Chapter 29. Nested Operator Expression

An operator expression that can recursively contain the same form of expression (for example, arithmetic and Boolean expressions).

2 * (4 + 5)

Calling Nested Operator Expression a pattern is a bit of a stretch, since it isn’t so much a solution as it is a common problem in parsing. This is particularly the case with bottom-up parsers where you need to avoid left recursion.

29.1 How It Works

Nested Operator Expressions have two aspects that can make them a bit tricky—their recursive nature (the rule appears in its own body) and sorting out precedence. Exactly how to deal with these depends in part on the particular Parser Generator you are using, but there are some useful general principles that apply. The biggest difference lies in how bottom-up and top-down parsers work with them.

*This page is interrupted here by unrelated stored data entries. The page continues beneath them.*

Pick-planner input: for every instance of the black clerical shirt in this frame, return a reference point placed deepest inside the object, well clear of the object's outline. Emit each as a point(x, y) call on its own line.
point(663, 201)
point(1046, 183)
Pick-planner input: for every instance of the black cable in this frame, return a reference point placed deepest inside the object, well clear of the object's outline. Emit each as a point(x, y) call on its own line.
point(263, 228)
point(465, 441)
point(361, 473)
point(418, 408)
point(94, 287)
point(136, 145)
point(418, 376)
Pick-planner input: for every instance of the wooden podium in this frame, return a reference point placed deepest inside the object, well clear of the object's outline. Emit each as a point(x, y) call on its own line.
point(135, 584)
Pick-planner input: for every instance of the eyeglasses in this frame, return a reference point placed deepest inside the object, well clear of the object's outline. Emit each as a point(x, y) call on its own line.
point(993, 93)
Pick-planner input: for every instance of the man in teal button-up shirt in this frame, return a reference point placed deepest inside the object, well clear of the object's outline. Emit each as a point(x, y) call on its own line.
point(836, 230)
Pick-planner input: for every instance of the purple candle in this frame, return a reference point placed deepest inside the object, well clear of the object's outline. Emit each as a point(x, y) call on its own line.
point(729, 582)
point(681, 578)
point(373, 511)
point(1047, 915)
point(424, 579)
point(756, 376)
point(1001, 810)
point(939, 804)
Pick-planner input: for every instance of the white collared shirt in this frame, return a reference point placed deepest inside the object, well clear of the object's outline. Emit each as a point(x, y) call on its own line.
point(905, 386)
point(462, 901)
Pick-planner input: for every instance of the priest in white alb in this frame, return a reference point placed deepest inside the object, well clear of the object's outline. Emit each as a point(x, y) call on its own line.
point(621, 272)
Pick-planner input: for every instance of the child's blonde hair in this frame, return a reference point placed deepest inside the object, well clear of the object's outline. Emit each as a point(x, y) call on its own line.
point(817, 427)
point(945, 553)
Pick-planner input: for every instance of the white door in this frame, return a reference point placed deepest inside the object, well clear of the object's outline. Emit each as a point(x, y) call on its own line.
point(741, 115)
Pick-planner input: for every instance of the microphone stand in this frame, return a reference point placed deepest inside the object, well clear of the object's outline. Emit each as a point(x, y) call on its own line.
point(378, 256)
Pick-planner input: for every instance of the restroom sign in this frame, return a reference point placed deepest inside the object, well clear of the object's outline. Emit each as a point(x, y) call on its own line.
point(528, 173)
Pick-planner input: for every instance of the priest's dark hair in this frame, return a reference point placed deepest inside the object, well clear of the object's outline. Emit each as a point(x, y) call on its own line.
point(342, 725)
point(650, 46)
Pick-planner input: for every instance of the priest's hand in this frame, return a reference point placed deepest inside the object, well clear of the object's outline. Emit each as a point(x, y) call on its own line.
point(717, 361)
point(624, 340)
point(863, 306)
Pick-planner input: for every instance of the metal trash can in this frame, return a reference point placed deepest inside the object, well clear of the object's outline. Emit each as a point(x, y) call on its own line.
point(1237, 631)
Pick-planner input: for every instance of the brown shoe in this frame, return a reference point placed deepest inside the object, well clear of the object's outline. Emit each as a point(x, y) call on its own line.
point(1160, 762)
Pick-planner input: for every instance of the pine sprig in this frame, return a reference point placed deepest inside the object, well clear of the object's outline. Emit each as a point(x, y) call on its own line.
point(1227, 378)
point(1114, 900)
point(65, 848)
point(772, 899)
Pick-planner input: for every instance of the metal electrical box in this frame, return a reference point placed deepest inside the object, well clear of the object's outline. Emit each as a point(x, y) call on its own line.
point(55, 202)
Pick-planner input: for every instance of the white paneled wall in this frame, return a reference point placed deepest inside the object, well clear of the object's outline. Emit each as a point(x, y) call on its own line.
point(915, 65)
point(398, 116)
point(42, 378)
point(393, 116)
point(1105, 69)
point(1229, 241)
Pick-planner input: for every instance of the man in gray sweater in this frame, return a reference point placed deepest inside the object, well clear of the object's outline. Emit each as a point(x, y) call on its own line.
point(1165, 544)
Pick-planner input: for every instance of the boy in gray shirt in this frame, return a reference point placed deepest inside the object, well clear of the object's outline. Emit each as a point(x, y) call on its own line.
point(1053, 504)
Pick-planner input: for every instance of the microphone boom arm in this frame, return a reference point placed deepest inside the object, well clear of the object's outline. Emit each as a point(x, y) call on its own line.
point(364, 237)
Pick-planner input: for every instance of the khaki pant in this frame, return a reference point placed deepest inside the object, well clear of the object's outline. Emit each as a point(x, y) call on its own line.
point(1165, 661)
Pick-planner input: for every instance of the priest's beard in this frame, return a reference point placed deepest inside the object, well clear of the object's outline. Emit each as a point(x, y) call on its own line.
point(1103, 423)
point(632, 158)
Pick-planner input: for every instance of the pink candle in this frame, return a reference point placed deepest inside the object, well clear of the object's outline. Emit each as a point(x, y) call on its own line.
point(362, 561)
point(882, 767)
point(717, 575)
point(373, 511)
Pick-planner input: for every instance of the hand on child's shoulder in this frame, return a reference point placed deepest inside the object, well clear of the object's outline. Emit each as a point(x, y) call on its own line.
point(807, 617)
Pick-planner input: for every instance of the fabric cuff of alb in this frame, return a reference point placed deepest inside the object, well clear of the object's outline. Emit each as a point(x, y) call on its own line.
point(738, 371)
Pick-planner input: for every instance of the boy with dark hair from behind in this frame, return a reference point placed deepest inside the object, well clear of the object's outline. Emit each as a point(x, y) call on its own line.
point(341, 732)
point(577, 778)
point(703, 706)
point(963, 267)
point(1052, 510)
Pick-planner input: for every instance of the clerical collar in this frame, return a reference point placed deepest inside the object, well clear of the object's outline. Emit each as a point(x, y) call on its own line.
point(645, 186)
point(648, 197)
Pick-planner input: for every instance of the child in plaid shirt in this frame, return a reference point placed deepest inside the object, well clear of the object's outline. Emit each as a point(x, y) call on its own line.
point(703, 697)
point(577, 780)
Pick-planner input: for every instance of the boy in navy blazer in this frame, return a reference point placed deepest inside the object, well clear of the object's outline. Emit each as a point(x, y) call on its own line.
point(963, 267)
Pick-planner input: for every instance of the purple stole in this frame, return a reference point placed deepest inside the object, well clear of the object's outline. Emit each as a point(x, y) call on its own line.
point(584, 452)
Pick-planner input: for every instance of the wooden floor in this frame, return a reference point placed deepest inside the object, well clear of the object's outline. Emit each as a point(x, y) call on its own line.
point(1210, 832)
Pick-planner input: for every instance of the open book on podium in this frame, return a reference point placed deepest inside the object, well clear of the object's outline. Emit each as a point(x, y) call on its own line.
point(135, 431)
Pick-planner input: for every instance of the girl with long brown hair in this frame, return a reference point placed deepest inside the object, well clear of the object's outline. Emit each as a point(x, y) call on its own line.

My example problem is a calculator that can handle four common arithmetic operations (+ - * /), parenthesized groups, as well as raising to a power (using “**”) and taking a root (using “//”). It also allows a unary minus—referring to a negative number with a minus sign.

This choice of operators means we want several levels of precedence. Unary minus binds tightest, followed by power and root, then multiplication and division, and finally addition and subtraction. I’ve introduced power and root into the problem as they are right-associative operators while the other binary operators are left-associative.

29.1.1 Using Bottom-Up Parsers

I’ll start with bottom-up parsers, because they are the easiest to describe. The basic grammar to handle four-function arithmetic expressions with parentheses looks like this:

image

This grammar uses the Java CUP Parser Generator, which is essentially a version of the classic Yacc system for Java. The grammar captures the structure of expression syntax in a single production rule, with one alternative for each kind of operator we need to work with, together with the base case where there’s just a number present.

Unlike ANTLR, my usual choice for examples in this book, you can’t put literal tokens into the grammar file, which is why I have token names like PLUS rather than +. A separate lexer translates the operators and numbers into the form that the parser needs.

I’m using Embedded Interpretation here to do the calculation, so you see the resulting calculations following each alternative in the code actions. (Code actions are delimited with {: and :} to make it easier to deal with curlies in the code action.) The special variable RESULT is used for the return value; rule elements are labeled with a trailing :label.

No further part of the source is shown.